Para semeadura do feijão utilizou-se o cv. ‘PÉROLA’, variedade de hábito de crescimento indeterminado (entre os tipos II e III), porte semi-ereto e pertencente ao grupo comercial carioca. Esta operação foi realizada na data de 05 de maio de 1999, com semeadora-adubadora SEMEATO modelo SHM-1113, com espaçamento entre linhas de 0,45 m, tanto para as parcelas sob plantio direto como convencional. Esta cultura foi conduzida sob sistema de irrigação por aspersão, durante todo seu ciclo.

Foi realizada avaliação de produtividade da cultura do feijão, na primeira quinzena de setembro de 1999, no momento da colheita, através de seis amostragens por bloco para cada tratamento. A avaliação realizada foi o rendimento de grãos, através do peso seco de grãos em kg por metro linear de plantas a 13% umidade (convertido para kg/ha).

4. Resultados

Os resultados da análise de variância dos dados obtidos para o rendimento de grãos da cultura do feijão, no ano agrícola de 1999, estão apresentadas no Quadro 1.

Não ocorreu interação entre os fatores estudados, e sim, efeito isolado de tipo de manejo de solo e do tipo anterior de cultivo de milho sobre o rendimento de grãos de feijão em sucessão. Neste sentido, os tratamentos sob plantio direto obtiveram valores médios de produtividade significativamente superiores aqueles sob preparo convencional (Quadro 2).

Estes dados concordam com resultados obtidos por SÁ e MOLIN (1994), com o feijoeiro produzido sob sistema plantio direto na Região Centro-Sul do Paraná, com médias em torno de 2.200 a 2.400 kg/ha, chegando em alguns casos até a 4.000 kg/ha. Estes resultados são superiores aos obtidos sob preparo convencional.

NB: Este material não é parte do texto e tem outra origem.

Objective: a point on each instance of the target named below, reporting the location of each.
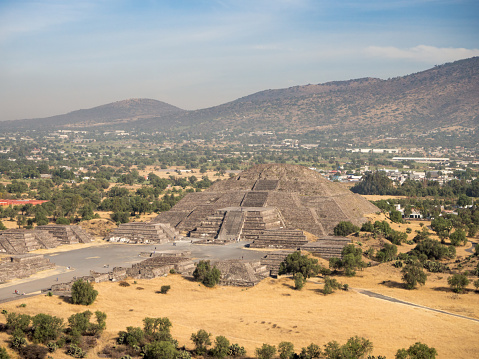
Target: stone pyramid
(294, 197)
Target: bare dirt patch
(272, 312)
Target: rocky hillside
(111, 114)
(445, 96)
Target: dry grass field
(273, 312)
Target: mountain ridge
(443, 96)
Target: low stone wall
(23, 266)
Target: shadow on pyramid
(264, 199)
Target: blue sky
(58, 56)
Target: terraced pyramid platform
(267, 197)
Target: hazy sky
(57, 56)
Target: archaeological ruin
(270, 205)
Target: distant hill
(445, 96)
(106, 115)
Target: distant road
(95, 258)
(395, 300)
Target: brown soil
(273, 312)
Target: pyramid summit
(267, 197)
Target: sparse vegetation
(458, 282)
(413, 274)
(83, 292)
(204, 273)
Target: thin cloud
(422, 53)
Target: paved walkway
(79, 262)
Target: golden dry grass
(273, 312)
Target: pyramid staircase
(67, 234)
(143, 232)
(281, 239)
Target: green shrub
(286, 350)
(298, 263)
(458, 282)
(345, 228)
(183, 354)
(458, 237)
(299, 281)
(134, 336)
(4, 354)
(330, 284)
(157, 329)
(204, 273)
(413, 274)
(17, 322)
(33, 351)
(235, 350)
(387, 253)
(202, 340)
(52, 347)
(221, 348)
(433, 250)
(417, 351)
(18, 340)
(164, 289)
(83, 292)
(367, 227)
(312, 351)
(435, 267)
(396, 237)
(265, 352)
(46, 328)
(75, 351)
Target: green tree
(204, 273)
(351, 260)
(83, 292)
(458, 237)
(286, 350)
(265, 352)
(298, 263)
(458, 282)
(395, 216)
(157, 329)
(417, 351)
(132, 337)
(345, 228)
(464, 200)
(387, 253)
(4, 354)
(46, 328)
(221, 348)
(201, 339)
(413, 274)
(235, 350)
(17, 322)
(312, 351)
(356, 347)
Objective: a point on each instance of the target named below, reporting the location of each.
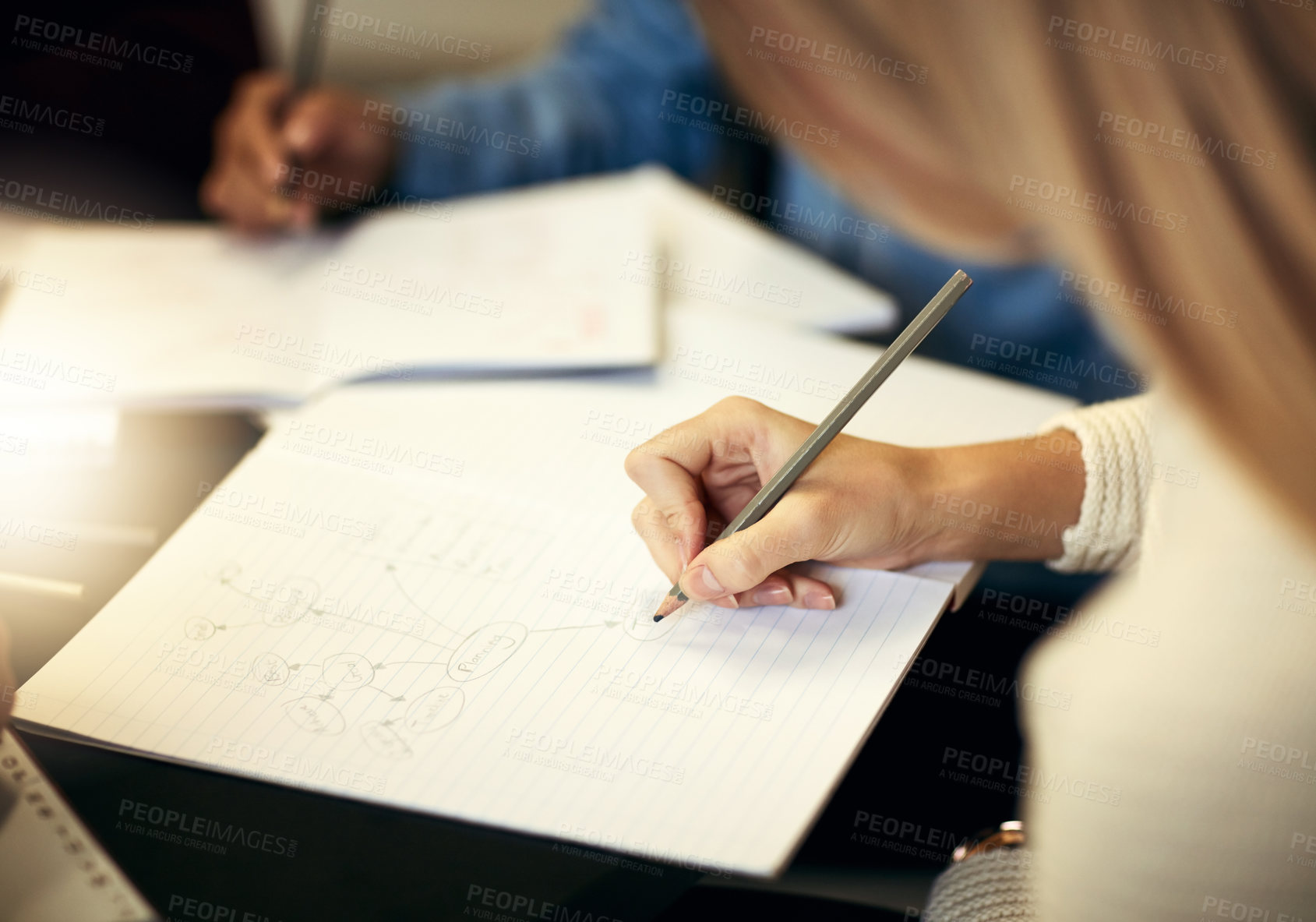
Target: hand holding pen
(286, 150)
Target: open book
(552, 278)
(432, 597)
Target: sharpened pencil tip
(670, 602)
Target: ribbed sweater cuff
(1117, 463)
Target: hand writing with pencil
(280, 158)
(861, 503)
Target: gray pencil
(831, 427)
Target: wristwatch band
(1007, 835)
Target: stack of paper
(527, 281)
(432, 597)
(556, 278)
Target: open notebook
(524, 281)
(432, 597)
(552, 278)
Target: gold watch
(1007, 835)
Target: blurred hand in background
(280, 161)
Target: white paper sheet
(190, 314)
(51, 870)
(431, 595)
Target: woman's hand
(861, 503)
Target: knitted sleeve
(987, 887)
(1117, 463)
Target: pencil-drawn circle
(347, 671)
(385, 740)
(199, 628)
(486, 650)
(641, 624)
(270, 669)
(228, 571)
(316, 715)
(291, 601)
(435, 709)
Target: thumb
(309, 127)
(745, 559)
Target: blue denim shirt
(605, 99)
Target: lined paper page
(432, 597)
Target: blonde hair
(1165, 150)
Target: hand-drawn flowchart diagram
(347, 689)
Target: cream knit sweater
(1180, 782)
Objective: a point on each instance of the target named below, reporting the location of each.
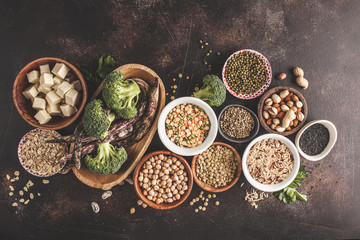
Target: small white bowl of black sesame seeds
(316, 139)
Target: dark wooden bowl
(24, 106)
(162, 206)
(268, 95)
(210, 188)
(136, 151)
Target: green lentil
(245, 73)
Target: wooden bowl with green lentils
(218, 168)
(247, 74)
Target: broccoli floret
(108, 159)
(121, 95)
(213, 91)
(95, 121)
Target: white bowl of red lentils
(187, 126)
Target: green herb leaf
(290, 194)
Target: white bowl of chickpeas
(163, 180)
(187, 126)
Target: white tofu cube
(43, 89)
(57, 80)
(39, 103)
(42, 116)
(68, 110)
(30, 92)
(46, 80)
(33, 76)
(44, 69)
(76, 85)
(70, 77)
(53, 110)
(63, 88)
(52, 98)
(60, 70)
(71, 97)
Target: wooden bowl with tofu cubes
(49, 93)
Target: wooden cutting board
(136, 151)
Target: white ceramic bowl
(272, 187)
(333, 137)
(183, 150)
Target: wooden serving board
(136, 151)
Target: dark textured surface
(322, 37)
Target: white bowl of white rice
(270, 162)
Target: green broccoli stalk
(95, 121)
(213, 91)
(121, 95)
(108, 159)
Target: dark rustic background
(322, 37)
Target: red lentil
(187, 125)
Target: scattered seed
(94, 206)
(106, 195)
(132, 210)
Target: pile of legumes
(216, 166)
(187, 125)
(163, 179)
(270, 161)
(236, 122)
(245, 73)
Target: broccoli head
(95, 121)
(121, 95)
(213, 91)
(108, 159)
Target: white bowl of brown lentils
(218, 168)
(238, 124)
(187, 126)
(163, 180)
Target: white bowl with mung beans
(187, 126)
(274, 150)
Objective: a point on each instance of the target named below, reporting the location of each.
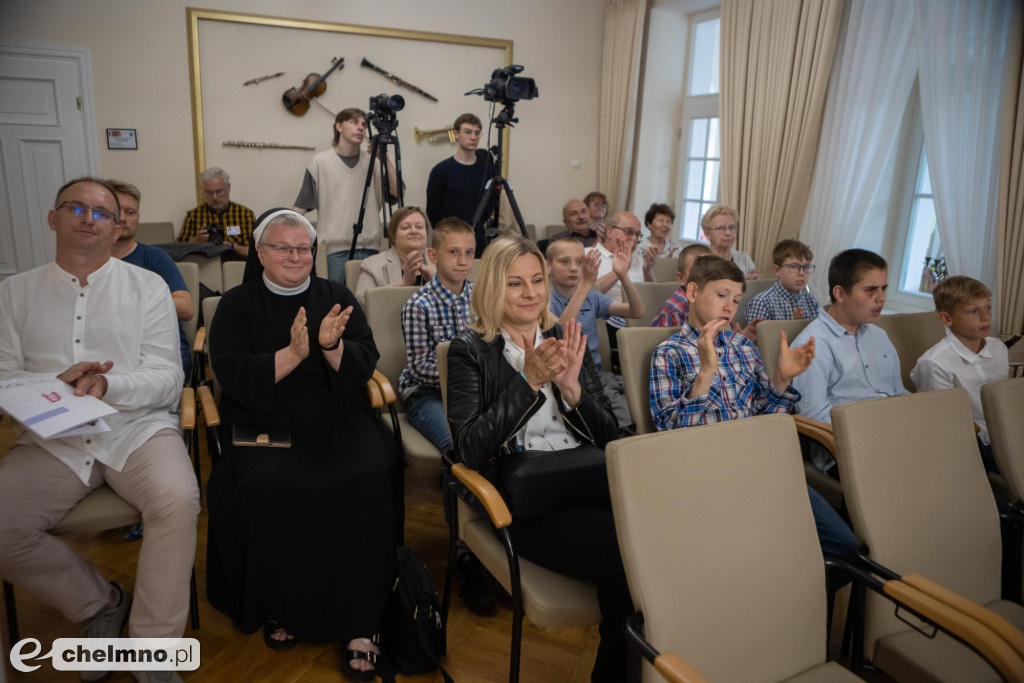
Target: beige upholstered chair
(209, 270)
(551, 230)
(1004, 406)
(231, 273)
(754, 287)
(635, 348)
(911, 334)
(383, 308)
(666, 268)
(920, 500)
(769, 343)
(739, 596)
(653, 296)
(352, 266)
(160, 232)
(102, 510)
(549, 599)
(737, 591)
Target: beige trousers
(37, 489)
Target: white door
(44, 141)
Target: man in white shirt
(109, 330)
(622, 232)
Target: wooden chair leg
(453, 549)
(194, 601)
(8, 601)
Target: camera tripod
(381, 139)
(486, 229)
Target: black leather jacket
(488, 402)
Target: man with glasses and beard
(108, 330)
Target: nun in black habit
(300, 539)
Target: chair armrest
(817, 430)
(485, 494)
(673, 668)
(210, 412)
(1001, 627)
(187, 409)
(200, 341)
(374, 394)
(967, 629)
(386, 389)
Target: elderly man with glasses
(108, 330)
(622, 233)
(219, 220)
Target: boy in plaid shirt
(786, 299)
(436, 313)
(706, 373)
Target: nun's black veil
(253, 266)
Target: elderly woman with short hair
(301, 536)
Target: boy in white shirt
(968, 356)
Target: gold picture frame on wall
(227, 48)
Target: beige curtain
(1010, 216)
(776, 57)
(624, 23)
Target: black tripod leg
(515, 209)
(357, 227)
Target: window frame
(694, 107)
(908, 176)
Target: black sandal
(269, 629)
(371, 656)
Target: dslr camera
(507, 88)
(216, 235)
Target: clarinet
(394, 79)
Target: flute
(396, 80)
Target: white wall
(140, 78)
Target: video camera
(382, 111)
(506, 87)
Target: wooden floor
(478, 646)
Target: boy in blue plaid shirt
(787, 298)
(436, 313)
(706, 373)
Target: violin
(297, 99)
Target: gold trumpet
(435, 135)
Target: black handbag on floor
(537, 482)
(414, 638)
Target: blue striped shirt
(430, 316)
(776, 303)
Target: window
(924, 263)
(700, 164)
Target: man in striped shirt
(220, 219)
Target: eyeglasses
(285, 250)
(96, 213)
(799, 267)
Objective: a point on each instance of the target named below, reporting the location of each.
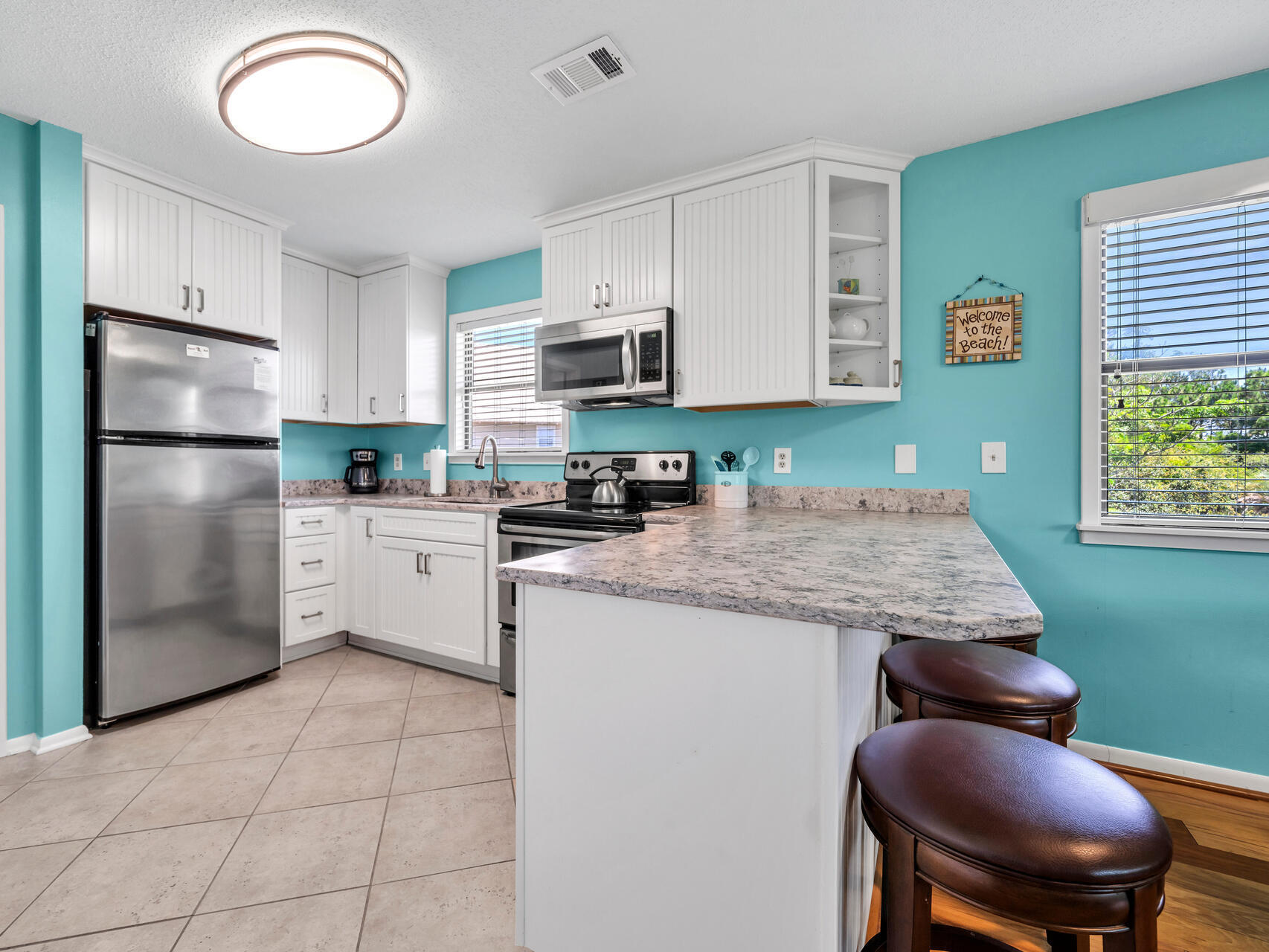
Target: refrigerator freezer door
(190, 571)
(170, 382)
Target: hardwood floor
(1217, 889)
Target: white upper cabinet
(303, 341)
(237, 273)
(742, 292)
(138, 245)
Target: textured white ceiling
(483, 147)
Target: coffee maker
(362, 476)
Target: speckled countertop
(902, 573)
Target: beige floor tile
(231, 738)
(447, 829)
(25, 872)
(332, 776)
(74, 808)
(451, 761)
(353, 724)
(429, 681)
(19, 768)
(199, 792)
(276, 695)
(470, 910)
(126, 749)
(362, 688)
(358, 662)
(300, 853)
(152, 937)
(327, 923)
(446, 714)
(129, 880)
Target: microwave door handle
(629, 357)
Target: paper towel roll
(438, 472)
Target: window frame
(1173, 194)
(483, 318)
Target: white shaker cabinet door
(456, 616)
(573, 271)
(303, 341)
(136, 245)
(237, 266)
(742, 291)
(637, 262)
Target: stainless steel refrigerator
(183, 515)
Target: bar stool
(985, 684)
(1014, 826)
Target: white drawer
(310, 521)
(310, 614)
(431, 524)
(309, 562)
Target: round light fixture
(312, 93)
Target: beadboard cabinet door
(237, 273)
(573, 271)
(742, 292)
(638, 267)
(303, 341)
(136, 245)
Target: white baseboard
(1166, 765)
(42, 745)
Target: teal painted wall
(41, 190)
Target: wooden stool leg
(907, 901)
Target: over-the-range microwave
(607, 362)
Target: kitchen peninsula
(706, 682)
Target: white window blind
(1186, 368)
(495, 384)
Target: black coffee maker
(362, 476)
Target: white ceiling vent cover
(584, 70)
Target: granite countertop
(902, 573)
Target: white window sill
(1157, 537)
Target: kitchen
(740, 294)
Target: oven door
(517, 542)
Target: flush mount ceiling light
(312, 93)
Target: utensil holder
(731, 490)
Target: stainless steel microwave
(607, 362)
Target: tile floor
(352, 803)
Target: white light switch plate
(992, 457)
(905, 457)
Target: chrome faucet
(495, 485)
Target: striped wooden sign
(984, 330)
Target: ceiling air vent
(584, 70)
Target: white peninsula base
(684, 779)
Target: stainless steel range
(629, 484)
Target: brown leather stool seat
(1012, 824)
(988, 684)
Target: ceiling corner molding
(91, 154)
(749, 165)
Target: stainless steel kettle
(609, 492)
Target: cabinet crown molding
(801, 151)
(99, 156)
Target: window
(494, 387)
(1177, 372)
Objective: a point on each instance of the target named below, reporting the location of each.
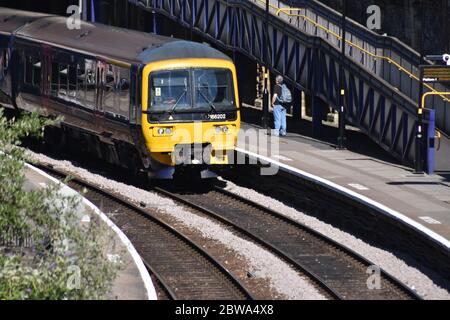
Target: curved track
(182, 269)
(339, 272)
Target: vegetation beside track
(46, 251)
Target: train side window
(81, 83)
(28, 72)
(37, 67)
(3, 62)
(109, 96)
(72, 80)
(55, 78)
(63, 79)
(123, 90)
(90, 66)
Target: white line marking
(151, 293)
(280, 157)
(430, 220)
(358, 186)
(365, 200)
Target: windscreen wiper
(176, 102)
(211, 105)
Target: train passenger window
(3, 62)
(90, 67)
(123, 90)
(63, 79)
(109, 95)
(28, 70)
(55, 78)
(81, 83)
(72, 79)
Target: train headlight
(164, 131)
(222, 129)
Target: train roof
(106, 41)
(11, 19)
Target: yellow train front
(142, 101)
(190, 109)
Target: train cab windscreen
(193, 90)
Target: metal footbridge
(304, 44)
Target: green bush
(66, 258)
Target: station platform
(133, 281)
(419, 201)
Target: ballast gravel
(398, 268)
(281, 276)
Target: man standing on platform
(281, 99)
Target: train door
(101, 77)
(46, 74)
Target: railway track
(182, 269)
(337, 271)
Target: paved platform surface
(130, 283)
(423, 200)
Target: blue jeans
(279, 114)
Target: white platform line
(151, 293)
(356, 196)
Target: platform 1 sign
(435, 74)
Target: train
(149, 103)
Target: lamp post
(266, 61)
(342, 138)
(418, 164)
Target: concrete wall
(403, 19)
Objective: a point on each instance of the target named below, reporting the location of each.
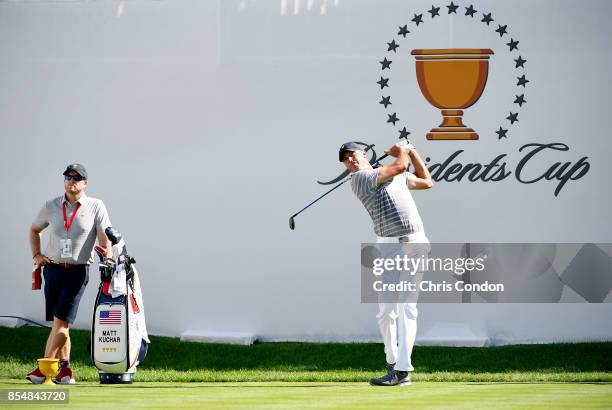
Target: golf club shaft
(307, 206)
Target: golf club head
(113, 235)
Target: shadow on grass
(172, 354)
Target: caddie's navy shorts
(64, 287)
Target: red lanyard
(67, 224)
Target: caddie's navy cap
(349, 147)
(78, 168)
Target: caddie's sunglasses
(76, 178)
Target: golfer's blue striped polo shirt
(389, 204)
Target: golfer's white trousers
(398, 323)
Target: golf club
(292, 218)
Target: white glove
(406, 146)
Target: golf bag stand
(119, 339)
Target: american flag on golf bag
(110, 317)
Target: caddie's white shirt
(91, 215)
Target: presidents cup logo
(453, 80)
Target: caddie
(74, 221)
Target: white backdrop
(205, 124)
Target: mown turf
(332, 396)
(170, 360)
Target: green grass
(333, 396)
(170, 360)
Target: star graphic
(486, 18)
(386, 63)
(520, 62)
(418, 19)
(513, 117)
(392, 46)
(385, 101)
(501, 133)
(512, 44)
(501, 30)
(392, 118)
(435, 11)
(470, 11)
(520, 100)
(522, 80)
(404, 133)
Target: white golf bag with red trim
(119, 338)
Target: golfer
(74, 222)
(384, 192)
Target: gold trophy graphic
(452, 79)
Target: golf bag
(119, 338)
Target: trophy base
(452, 133)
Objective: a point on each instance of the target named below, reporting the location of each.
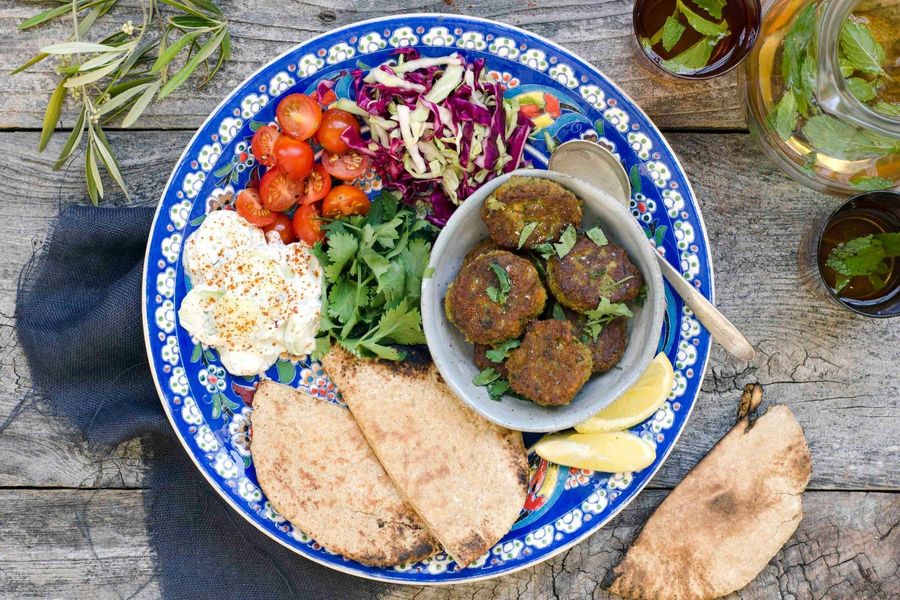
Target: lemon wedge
(637, 402)
(617, 452)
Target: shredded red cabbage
(439, 129)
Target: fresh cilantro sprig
(605, 312)
(566, 242)
(596, 235)
(527, 230)
(500, 294)
(373, 267)
(124, 71)
(867, 256)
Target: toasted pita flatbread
(723, 524)
(465, 476)
(317, 470)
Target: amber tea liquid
(870, 213)
(853, 224)
(741, 16)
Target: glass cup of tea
(856, 254)
(695, 39)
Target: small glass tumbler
(869, 213)
(695, 55)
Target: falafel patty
(525, 200)
(482, 247)
(589, 272)
(608, 348)
(486, 321)
(550, 365)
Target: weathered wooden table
(71, 516)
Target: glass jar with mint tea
(822, 92)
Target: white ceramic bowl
(452, 354)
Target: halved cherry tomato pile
(293, 180)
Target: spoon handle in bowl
(722, 330)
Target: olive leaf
(123, 72)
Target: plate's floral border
(218, 161)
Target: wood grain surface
(92, 544)
(600, 32)
(71, 515)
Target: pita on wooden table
(729, 516)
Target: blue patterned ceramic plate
(206, 405)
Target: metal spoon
(595, 164)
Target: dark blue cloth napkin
(78, 314)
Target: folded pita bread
(317, 470)
(726, 520)
(465, 476)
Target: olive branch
(124, 71)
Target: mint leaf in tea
(696, 38)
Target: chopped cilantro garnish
(499, 295)
(605, 312)
(566, 242)
(526, 231)
(499, 353)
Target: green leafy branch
(121, 74)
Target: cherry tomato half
(278, 191)
(299, 116)
(294, 157)
(318, 184)
(334, 122)
(346, 166)
(263, 145)
(345, 200)
(306, 224)
(249, 206)
(283, 227)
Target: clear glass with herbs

A superioridade no rendimento de grãos da cultura do feijão sob sistema plantio direto foi comprovada em diversos outros trabalhos, como aqueles de Silveira e Silva (1996) em Goiânia-GO, Silva et al. (1996) no Sul de Minas Gerais e Stone e Moreira (1995), citados por ARAÚJO (1998). Em todos estes trabalhos os tratamentos sob plantio direto proporcionaram maior produção de grãos do que os tratamentos que envolviam revolvimento do solo com implementos mecânicos. Especificamente, na região de Viçosa-MG o mesmo autor cita Galvão et al. (1981), que obtiveram aumento de quase 25% na produtividade de feijão da ”seca” sob sistema plantio direto. Segundo estes autores, uma das possíveis causas desse aumento foi a maior conservação de umidade neste sistema.

Existem muitas evidências que levam a observação de aumentos de produtividade da maioria das culturas agrícolas quando conduzidas sob plantio direto, com mais de dois a três anos. Dentre estes fatores pode-se incluir: maior armazenamento e disponibilidade hídrica (efeito isolante da cobertura do solo, menor evaporação e aumento de microporosidade total), menores oscilações térmicas (menor incidência direta de raios solares), maior oferta de nutrientes na solução do solo, aumento dos teores de matéria orgânica, aumento na reciclagem de nutrientes, menor infestação de plantas daninhas e melhor crescimento radicular.

As produtividades máximas individuais alcançadas neste experimento (no tratamento plantio direto-milho-grão = 2.999 kg/ha) foram em torno de três vezes a produtividade média de feijão de inverno na região fisiográfica da Zona da Mata de Minas Gerais, entre os anos de 1991 a 1996, que ficou entre 1.040 kg/ha, segundo dados apresentados por SANTOS e BRAGA (1998).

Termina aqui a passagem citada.